Share Prices Wobble on Growth Concerns

August 23, 2012

Equities in Europe have fallen so far by 1.8% in Spain, 1.0% in France, and 0.8% in Germany.  U.S. futures point to a decline as well.  Earlier in Asia, stock markets rose 1.2% in Hong Kong, 0.4% in South Korea and 0.3% in China.

Preliminary purchasing manager surveys were reported for China, Euroland, Germany, France and the United States with mixed results.

Yields on 10-year British gilts and German bunds have dropped by seven and six basis points.

Changes in the dollar are relatively minor.  The U.S. currency is up 0.4% against the Australian dollar and 0.1% versus the yen but down 0.2% against sterling, the euro, Swiss franc and kiwi.  The loonie and yuan are steady.

Gold prices advanced 1.6% to $1666.40 per ounce.  Oil edged 0.2% higher to $97.44 per barrel.

China’s HSBC manufacturing PMI index weakened 1.5 points to a 9-month low of 47.8 in August, pointing to a need for more stimulus.  The Conference Board, in contrast, reported that China’s index of leading economic indicators rose by 0.7% in July after holding flat in June.

Germany’s flash manufacturing PMI advanced 2.1 points to a better-than-expected 3-month high of 45.1 in August.  Unfortunately, the services PMI weakened by 2.0 points to 48.3, and the composite PMI was half a point lower at 47.0, worst since June 2009.

The French composite PMI score of 48.9 in August was a 6-month high but still below 50 and thus suggesting that third-quarter GDP growth may be marginally negative.  The manufacturing and service PMIs were at 4- and 7-month peaks.

Euroland’s PMI results showed a 0.1 point uptick on the composite score to 46.6.  This was the seventh sub-50 reading in a row.  Manufacturing (45.3) was at a 4-month high, but services (47.5) was at a two-month low.

The U.S. preliminary manufacturing PMI reading of 51.9 was 0.5 points better than the July reading of 51.4.  Orders went up 1.6 points to 52.6.

Germany released details of its second quarter national income accounts.  Real GDP rose 0.3% (1.1% at an annualized rate).  Personal consumption rose 0.4% and accounted for the bulk of net GDP expansion.  Gross fixeed capital formation slumped 0.9% and exerted a 0.2 percentage point drag on GDP growth.  Net exports enhanced GDP growth by 0.3 percentage points as exports rose 2.5% while imports went up 2.1%.  Inventories depressed growth.  On-year growth in GDP of 0.5% was down from 1.7% in the year to 1Q12.

Germany recorded a EUR 8.3 billion budget surplus in the first half of 2012, equivalent to 0.6% of GDP.

U.S. jobless insurance claims totaled 372K last week, up from 368K the prior week.  This was higher than forecast.

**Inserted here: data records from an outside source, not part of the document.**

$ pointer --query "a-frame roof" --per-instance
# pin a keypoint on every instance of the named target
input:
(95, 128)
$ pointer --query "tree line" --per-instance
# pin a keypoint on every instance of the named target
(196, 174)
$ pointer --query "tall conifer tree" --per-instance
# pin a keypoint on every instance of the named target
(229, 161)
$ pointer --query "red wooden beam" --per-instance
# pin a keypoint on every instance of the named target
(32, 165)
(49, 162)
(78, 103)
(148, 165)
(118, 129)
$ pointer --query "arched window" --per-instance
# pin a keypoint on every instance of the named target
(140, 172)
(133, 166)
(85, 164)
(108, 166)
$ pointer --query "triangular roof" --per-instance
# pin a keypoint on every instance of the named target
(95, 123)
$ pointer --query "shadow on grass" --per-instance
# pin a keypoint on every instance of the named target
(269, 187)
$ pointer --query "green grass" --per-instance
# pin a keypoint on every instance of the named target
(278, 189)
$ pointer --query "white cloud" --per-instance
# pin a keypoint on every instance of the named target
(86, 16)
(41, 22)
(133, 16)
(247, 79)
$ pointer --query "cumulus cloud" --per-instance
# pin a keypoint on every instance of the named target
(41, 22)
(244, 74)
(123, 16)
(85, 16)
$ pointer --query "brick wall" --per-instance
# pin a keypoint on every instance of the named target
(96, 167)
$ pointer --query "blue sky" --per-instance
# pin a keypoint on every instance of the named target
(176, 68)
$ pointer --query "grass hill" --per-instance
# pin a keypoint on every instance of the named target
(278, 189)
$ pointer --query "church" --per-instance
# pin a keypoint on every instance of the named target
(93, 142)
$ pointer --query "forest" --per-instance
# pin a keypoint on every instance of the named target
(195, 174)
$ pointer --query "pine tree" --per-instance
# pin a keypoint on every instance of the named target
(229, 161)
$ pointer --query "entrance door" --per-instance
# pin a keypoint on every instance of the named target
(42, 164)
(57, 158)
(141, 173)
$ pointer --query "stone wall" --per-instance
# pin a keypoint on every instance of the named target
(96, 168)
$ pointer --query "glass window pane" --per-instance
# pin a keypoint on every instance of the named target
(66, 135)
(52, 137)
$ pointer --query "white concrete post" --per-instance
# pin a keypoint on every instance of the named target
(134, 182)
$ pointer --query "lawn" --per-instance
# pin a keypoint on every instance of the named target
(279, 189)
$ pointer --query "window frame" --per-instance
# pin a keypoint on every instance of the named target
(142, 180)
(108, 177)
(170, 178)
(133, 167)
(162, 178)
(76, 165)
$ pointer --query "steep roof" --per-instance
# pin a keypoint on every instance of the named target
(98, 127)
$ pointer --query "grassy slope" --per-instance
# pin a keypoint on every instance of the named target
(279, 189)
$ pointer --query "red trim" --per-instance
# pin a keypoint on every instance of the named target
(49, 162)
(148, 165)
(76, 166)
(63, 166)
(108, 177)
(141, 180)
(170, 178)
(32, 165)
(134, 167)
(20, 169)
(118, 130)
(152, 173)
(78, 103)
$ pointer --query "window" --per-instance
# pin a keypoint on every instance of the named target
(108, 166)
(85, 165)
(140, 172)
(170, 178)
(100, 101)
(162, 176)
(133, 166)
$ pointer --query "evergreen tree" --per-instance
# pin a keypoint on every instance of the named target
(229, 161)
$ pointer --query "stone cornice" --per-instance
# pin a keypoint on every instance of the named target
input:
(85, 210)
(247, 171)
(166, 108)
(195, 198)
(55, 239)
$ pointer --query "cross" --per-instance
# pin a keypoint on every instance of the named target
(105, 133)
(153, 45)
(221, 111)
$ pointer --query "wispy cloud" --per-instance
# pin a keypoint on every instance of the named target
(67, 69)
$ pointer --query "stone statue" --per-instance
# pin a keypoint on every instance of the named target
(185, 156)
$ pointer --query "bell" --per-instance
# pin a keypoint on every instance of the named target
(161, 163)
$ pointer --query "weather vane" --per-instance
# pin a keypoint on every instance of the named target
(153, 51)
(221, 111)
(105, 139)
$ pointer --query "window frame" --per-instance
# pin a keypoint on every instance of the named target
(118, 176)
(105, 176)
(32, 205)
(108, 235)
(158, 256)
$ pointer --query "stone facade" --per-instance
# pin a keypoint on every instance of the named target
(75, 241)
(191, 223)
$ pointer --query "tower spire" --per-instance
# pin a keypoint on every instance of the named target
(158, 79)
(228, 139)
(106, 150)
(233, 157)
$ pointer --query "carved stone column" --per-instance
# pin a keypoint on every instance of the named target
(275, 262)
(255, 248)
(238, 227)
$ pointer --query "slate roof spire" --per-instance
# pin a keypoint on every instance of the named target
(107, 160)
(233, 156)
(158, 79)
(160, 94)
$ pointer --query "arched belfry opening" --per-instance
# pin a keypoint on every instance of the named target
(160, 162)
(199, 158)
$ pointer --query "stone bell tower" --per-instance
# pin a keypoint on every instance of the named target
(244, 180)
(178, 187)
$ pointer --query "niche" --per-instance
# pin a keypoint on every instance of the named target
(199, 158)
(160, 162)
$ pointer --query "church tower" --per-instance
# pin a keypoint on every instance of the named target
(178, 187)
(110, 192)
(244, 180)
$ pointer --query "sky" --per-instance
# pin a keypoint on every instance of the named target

Japanese stock and bond transactions last week generated a JPY 784 billion net capital inflow.

Norwegian mainland GDP rose 1.0% last quarter and accelerated to a 4-quarter increase of 5.0% from 4.6% in the year to 1Q12.

The CBI reported a 14-point deterioration of the reading on its British distributive trades survey to negative 3 from +11 in July.  According to British Bankers Association figures, mortgage approvals of 28.44K last month exceeded July’s level by 9.6%.

The Swiss trade surplus widened 30% on month to CHF 2.92 billion in July.

Danish consumer sentiment printed at zero in August as expected.  The preliminary Ezone consumer sentiment index gets reported later today.

Consumer prices in Singapore went up 0.2% in July and were 4.0% higher than a year earlier.  Core inflation slid to 2.4% from 2.7%.